Ms. Law: I absolutely agree. Nationally, the federal government can lead in terms of bringing people together to develop guidelines and strategies to share information. The national government can lead in terms of funding desperately needed research about the cost effectiveness of different interventions. The federal government can also lead in terms of health and human resource strategy for a multi-disciplinary team to address these issues.

Ms. Cohen: That can be the role of the mental health commission, to provide that kind of leadership, oversight and commitment.

Senator Keon: Dr. Cohen, you raised an interesting question. You said that role can be filled by a mental health commission, which I am completely confident will be up and running this spring, but the problem when we conducted the hearings is that many people who represented the autistic community felt that autism should not be dealt with in that structural framework. I did not intend to ask you this question, but since you wandered in there, can you clarify whether you should be in that tent or in a tent of your own?

Ms. Cohen: I understand and respect the position of the autism community. It is a complex one, because autism is not alone among the other mental health disorders that have a biochemical or genetic basis. The commonalities are that it is a disorder of mental function. My concern is we do not want to deal with stigma by not using words such as "mental functioning" or "mental health." Autism should be included within the working mandate of the mental health commission.

Senator Keon: Let me bring you back to the last two recommendations in your document, and I would like the full panel to comment on where treatment should be provided and who should provide it. It is tremendously interesting because indeed in all the hearings in health going back to our original 2002 report and up through the mental health report and so forth, the universal problem is that a tremendous number of people fall outside the safety net? Mental health is bad and autism is worse.

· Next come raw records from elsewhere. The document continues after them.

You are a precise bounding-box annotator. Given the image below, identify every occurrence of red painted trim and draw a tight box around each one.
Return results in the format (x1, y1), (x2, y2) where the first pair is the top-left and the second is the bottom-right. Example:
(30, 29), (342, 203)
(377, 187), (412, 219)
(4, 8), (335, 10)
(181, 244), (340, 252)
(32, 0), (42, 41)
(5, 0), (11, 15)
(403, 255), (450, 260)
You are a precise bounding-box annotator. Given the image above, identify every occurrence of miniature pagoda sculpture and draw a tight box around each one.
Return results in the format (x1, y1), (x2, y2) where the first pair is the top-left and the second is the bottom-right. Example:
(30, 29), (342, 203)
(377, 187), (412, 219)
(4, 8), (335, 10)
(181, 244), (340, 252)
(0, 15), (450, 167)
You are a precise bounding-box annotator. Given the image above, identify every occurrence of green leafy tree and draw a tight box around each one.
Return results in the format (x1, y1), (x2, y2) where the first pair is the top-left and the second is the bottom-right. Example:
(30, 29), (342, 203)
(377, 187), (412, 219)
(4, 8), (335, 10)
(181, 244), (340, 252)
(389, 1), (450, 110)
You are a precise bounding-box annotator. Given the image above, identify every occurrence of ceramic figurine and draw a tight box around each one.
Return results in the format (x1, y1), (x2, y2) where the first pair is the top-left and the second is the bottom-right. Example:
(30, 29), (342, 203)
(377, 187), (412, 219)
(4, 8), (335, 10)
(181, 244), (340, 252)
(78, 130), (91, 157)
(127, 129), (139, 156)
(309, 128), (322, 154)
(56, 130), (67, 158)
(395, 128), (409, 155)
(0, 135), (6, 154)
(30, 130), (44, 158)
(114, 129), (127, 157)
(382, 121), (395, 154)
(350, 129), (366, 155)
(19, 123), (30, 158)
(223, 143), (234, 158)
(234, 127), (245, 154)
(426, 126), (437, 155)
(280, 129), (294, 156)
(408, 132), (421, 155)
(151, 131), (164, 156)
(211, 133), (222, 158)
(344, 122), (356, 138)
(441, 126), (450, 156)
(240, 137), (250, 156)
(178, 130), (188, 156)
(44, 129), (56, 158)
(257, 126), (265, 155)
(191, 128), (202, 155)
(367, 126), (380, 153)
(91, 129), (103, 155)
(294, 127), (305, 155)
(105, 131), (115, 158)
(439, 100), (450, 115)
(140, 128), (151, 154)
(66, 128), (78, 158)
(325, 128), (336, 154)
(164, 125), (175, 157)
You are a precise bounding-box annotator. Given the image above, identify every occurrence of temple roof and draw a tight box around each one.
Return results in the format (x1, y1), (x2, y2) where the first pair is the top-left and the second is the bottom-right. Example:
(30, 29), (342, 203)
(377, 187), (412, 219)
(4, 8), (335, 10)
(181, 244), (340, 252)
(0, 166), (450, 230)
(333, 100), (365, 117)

If we are ever to find an alternate way of dealing with this issue, we felt, and recommended in the mental health report, that we place a heavy emphasis on community. We recommended that we make a major investment in community resources and multidisciplinary teams, which all three of you have referred to, and try to convince people that these problems cannot be dealt with completely at the institutional level. Institutions are too big, they are too user unfriendly, people cannot find their way and cannot even park in most of them. They cannot gain access there.

On the other hand, if we drill down to community, for a reasonable cost compared to our institutional sector in health care, we could build networks of community clinics that would have all the teams; we could eliminate the problem of funding because everybody who works there would be paid. It could be economically positive. The services could be integrated with the schools and the police, for that matter, who unfortunately sometimes pick some of these people up in the night and take them to jail rather than bring them to the community.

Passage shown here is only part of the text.